Running Workouts with Graphs Pt. 5

Today I’m going to look back on some running workouts I’ve done lately to see if I accomplished the right training stimulus.

Oct. 13

Run 60 mins

warm up: 16 mins, 1.65 miles

7 sets:

2:30 @ hard pace (targeting 7:30)

1:00 @ recovery (targeting 9:00-10:00)

cool down: 20 mins, 1.8 miles

workout notes: Wanted to spend some time running at a faster pace, primarily for the muscular benefits. Running fast is tougher on your muscles, tendons and joints and can be a really good training stimulus when you’re ready for it.

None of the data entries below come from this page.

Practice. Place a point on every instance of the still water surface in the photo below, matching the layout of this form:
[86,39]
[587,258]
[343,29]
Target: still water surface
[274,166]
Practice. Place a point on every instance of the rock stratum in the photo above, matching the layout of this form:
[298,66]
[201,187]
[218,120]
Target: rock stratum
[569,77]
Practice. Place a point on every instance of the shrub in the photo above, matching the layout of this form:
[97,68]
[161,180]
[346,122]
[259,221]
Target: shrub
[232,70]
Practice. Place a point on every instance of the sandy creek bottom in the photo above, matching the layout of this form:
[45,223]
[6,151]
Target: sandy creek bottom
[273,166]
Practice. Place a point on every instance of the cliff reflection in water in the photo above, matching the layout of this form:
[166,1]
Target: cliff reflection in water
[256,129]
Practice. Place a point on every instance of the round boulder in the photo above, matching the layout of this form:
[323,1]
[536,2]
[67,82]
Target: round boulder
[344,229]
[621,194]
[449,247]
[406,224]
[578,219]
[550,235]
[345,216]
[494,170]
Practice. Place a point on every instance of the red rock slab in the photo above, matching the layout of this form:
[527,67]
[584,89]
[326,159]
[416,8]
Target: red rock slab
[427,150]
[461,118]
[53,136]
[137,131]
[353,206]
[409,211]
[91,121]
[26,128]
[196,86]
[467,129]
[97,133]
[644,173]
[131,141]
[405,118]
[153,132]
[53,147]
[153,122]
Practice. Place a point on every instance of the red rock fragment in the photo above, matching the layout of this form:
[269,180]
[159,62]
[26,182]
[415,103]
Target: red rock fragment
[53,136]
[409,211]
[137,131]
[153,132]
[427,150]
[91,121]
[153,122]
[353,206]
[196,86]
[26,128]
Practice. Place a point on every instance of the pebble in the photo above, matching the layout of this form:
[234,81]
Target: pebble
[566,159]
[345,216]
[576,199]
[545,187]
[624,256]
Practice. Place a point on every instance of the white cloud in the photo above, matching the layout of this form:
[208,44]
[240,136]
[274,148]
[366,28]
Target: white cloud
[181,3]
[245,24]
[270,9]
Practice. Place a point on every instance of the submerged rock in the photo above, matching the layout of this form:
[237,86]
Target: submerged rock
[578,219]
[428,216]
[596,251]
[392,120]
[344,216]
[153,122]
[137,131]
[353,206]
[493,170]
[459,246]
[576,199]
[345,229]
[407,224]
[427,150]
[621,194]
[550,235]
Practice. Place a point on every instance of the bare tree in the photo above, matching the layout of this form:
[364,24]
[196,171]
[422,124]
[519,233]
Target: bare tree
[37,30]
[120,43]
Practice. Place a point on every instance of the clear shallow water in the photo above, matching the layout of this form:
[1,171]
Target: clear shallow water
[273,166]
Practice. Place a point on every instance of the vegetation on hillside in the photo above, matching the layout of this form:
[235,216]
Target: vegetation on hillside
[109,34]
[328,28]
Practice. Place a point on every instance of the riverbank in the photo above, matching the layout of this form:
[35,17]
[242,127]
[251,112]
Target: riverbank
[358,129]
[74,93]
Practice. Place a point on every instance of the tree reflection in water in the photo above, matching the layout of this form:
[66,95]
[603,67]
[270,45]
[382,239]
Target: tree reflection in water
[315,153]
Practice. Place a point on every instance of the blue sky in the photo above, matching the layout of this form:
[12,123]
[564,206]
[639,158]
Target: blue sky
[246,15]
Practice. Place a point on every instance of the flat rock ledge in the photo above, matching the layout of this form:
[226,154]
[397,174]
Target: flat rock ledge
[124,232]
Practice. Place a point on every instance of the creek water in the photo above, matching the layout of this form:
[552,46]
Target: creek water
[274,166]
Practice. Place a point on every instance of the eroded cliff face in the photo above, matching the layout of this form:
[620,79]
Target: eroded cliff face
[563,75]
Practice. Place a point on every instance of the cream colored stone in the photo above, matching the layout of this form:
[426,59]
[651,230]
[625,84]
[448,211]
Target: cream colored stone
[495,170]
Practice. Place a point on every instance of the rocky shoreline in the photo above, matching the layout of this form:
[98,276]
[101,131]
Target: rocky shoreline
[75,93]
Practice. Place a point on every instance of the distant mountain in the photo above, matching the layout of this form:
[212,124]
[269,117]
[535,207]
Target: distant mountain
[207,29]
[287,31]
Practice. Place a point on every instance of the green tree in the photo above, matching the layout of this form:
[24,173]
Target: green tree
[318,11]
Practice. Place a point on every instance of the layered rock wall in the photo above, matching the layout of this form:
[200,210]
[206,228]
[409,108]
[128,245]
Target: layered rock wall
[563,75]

I needed to get some higher-heart rate time too, which I did not accomplish with this workout. I felt sluggish and heavy during my warm up and couldn’t seem to get much faster on these short efforts. All in all, an okay workout with about 6.5 miles, but would have liked to see the heart rate spike into the 165 plus range on the intervals.

Oct 14

Run 5k at hard effort.

warm up: 13 minutes, 1.25 miles

run 5k @ 6:52/mile pace

cool down: 5 minute walk

This was high heart rate redemption from the day before. I realized I was avoid a tempo-like effort, where I sustained hard pace for 20 or so minutes. I accomplished that here and this was tough, but, surprisingly I felt pretty good afterwards. This 5k had a couple hundred feet of vertical feet and it was raining, so I’d like to think I could shave off some more time with better conditionings. I’ve snuck under 20 minutes on a 5k once, 6 years ago and 15 pounds lighter, I think this is my 3 or 4th fastest ever and I’m pleased with that. Accomplished the heart rate goal here and logged a couple minutes in zone 4.

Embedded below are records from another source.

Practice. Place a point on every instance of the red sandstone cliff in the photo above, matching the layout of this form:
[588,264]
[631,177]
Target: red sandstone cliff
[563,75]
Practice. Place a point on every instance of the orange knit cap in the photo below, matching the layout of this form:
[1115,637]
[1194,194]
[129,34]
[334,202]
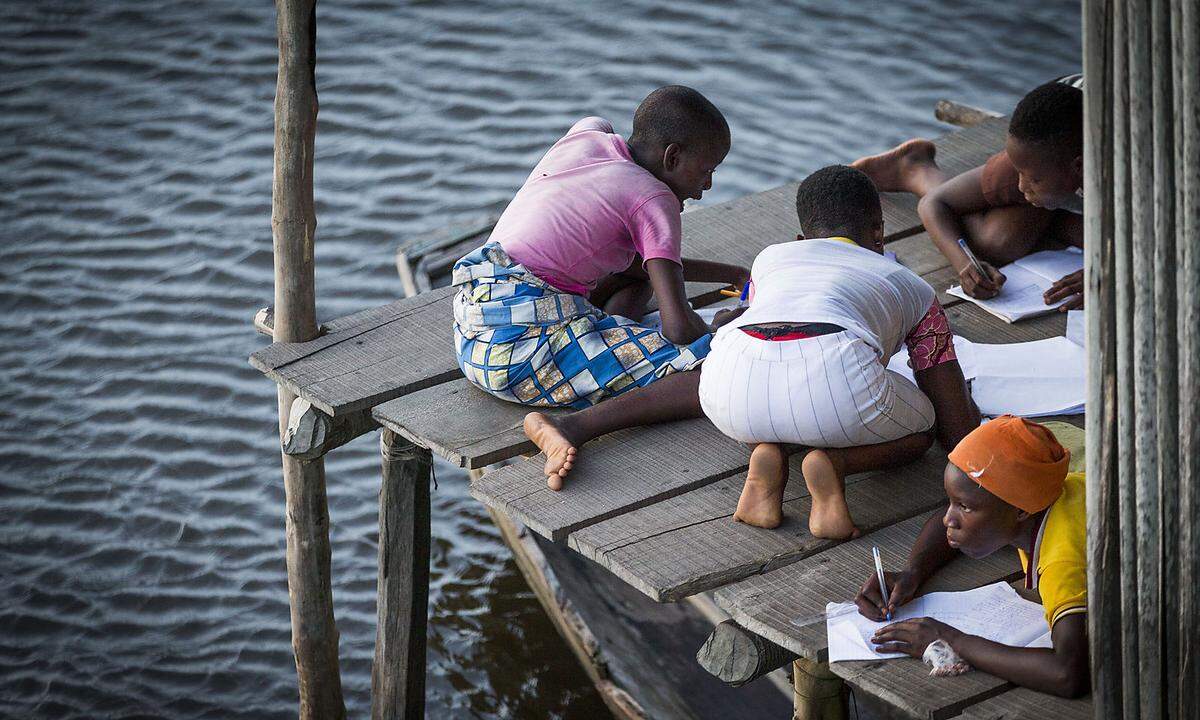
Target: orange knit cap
[1015,460]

Getting properly warmed up for an effort like this is tricky. You can easily go overboard, and this type of run sucks a lot when you aren’t ready for high output. Today, I felt good warming up and knew it right away whereas on the previous day, I couldn't get the turnover I wanted from my legs while warming up and this chart shows a more gradual warm up. 

Oct 17

Run 60 mins

warm up: 15 minutes, 1.5 miles

7 sets:

40 sec @ sprint pace, uphill

1:20-1:45 recovery jog back to start position

cool down: 25 minutes, 2 miles

In an effort to continuing to getting higher intensities I did this workout on a gradual hill on the trails near my house. I ran for 40 seconds up the hill as hard as I could, and jogged down easy to recover. Each interval got harder to recover from, per the plan. I had 10 efforts planned on my watch, but I slowed down so significantly on number 7 I called it there, since I still had a two mile run back to my truck. I should have done longest rests on all of these, even when I didn’t need it in the early intervals. I think that would have allowed me to push it for more volume and with greater intensity. Overall, mission accomplished but could have executed better.

Oct 21

Run 7 miles with 20 minute hard effort.

warm up: 25 minutes, 2.25 miles

run 20 minutes @ hard effort, 2.03 miles (9:51 per mile)

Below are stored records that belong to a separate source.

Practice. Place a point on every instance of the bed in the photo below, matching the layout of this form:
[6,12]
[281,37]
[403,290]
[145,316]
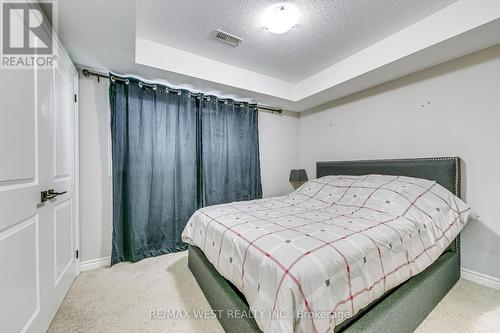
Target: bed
[397,307]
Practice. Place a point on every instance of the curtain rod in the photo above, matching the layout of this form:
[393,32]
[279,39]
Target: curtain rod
[88,73]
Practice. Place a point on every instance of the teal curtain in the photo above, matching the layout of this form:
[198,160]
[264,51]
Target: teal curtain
[171,155]
[230,154]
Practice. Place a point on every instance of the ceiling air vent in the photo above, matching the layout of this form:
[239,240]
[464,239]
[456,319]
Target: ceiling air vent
[227,38]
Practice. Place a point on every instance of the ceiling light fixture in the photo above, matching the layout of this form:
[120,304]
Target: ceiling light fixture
[280,17]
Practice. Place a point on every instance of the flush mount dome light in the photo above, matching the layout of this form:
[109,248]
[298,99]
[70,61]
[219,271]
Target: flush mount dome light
[280,17]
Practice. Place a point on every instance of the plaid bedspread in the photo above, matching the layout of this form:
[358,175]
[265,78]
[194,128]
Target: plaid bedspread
[308,260]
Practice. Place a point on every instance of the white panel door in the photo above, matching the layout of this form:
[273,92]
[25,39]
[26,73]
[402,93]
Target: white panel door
[38,124]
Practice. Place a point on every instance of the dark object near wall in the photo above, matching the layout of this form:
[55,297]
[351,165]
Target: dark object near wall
[298,177]
[172,155]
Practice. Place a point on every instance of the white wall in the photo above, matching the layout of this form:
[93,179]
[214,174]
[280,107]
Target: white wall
[278,154]
[452,109]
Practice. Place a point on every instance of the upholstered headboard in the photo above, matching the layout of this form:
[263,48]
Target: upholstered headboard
[444,170]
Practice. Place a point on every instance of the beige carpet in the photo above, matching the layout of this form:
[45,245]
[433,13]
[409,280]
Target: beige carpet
[121,299]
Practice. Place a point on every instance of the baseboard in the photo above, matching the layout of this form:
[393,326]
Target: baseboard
[87,265]
[483,279]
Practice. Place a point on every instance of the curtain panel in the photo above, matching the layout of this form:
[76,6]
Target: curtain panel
[172,155]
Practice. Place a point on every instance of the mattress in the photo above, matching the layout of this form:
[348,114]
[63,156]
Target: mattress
[307,261]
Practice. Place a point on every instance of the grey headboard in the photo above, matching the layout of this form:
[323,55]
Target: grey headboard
[444,170]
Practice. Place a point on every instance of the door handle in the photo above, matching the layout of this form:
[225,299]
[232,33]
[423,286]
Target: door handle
[49,195]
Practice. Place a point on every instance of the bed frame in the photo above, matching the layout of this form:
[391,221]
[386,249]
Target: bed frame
[400,310]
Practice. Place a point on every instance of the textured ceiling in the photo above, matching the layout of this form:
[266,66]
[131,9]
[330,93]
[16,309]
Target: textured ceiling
[328,30]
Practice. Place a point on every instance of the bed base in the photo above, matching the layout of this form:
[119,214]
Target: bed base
[400,310]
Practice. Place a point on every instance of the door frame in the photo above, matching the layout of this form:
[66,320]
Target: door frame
[77,168]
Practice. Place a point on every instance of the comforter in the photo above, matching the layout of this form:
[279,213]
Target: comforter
[309,260]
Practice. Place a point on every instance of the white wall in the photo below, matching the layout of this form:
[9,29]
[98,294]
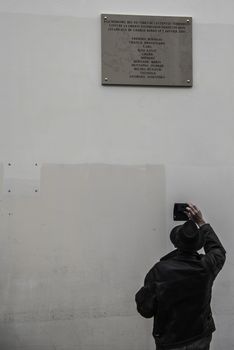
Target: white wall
[54,110]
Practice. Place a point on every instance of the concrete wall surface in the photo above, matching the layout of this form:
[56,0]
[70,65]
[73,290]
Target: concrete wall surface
[89,173]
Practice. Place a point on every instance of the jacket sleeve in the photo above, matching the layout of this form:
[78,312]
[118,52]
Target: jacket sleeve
[215,252]
[146,297]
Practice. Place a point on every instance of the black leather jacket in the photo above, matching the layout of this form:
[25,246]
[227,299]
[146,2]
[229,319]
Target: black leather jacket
[177,292]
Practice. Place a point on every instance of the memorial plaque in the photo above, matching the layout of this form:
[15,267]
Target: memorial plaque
[146,50]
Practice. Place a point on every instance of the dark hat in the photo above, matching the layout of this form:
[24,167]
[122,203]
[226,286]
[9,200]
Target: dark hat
[187,236]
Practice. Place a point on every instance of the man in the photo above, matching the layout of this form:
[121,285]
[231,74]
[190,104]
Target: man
[177,290]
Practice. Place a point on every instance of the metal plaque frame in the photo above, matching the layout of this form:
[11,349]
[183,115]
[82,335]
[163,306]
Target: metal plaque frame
[146,50]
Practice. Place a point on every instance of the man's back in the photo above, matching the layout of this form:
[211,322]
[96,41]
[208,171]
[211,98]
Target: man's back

cool down: 33 minutes, 2.6 miles

7 miles with 892 feet

This was a good run. I wanted to get some more volume that my typical runs had been, but also keep the speed focus. I decided to run 25 minutes to a hill, where I would climb for about a mile and the descend for a mile, trying to accomplish it in less that 20 minutes. The hard uphill would challenge my strength and push my heart rate, and on the downhill I would get fast technical running practice, and challenge my muscular endurance with the eccentric overload. It isn’t so clear on the chart where the 20 minute effort was, so perhaps it could have been a little harder, but in order for that, I would have needed to be on less technical trails. It did however, result in a higher average heart rate than if I just cruised for 7 miles.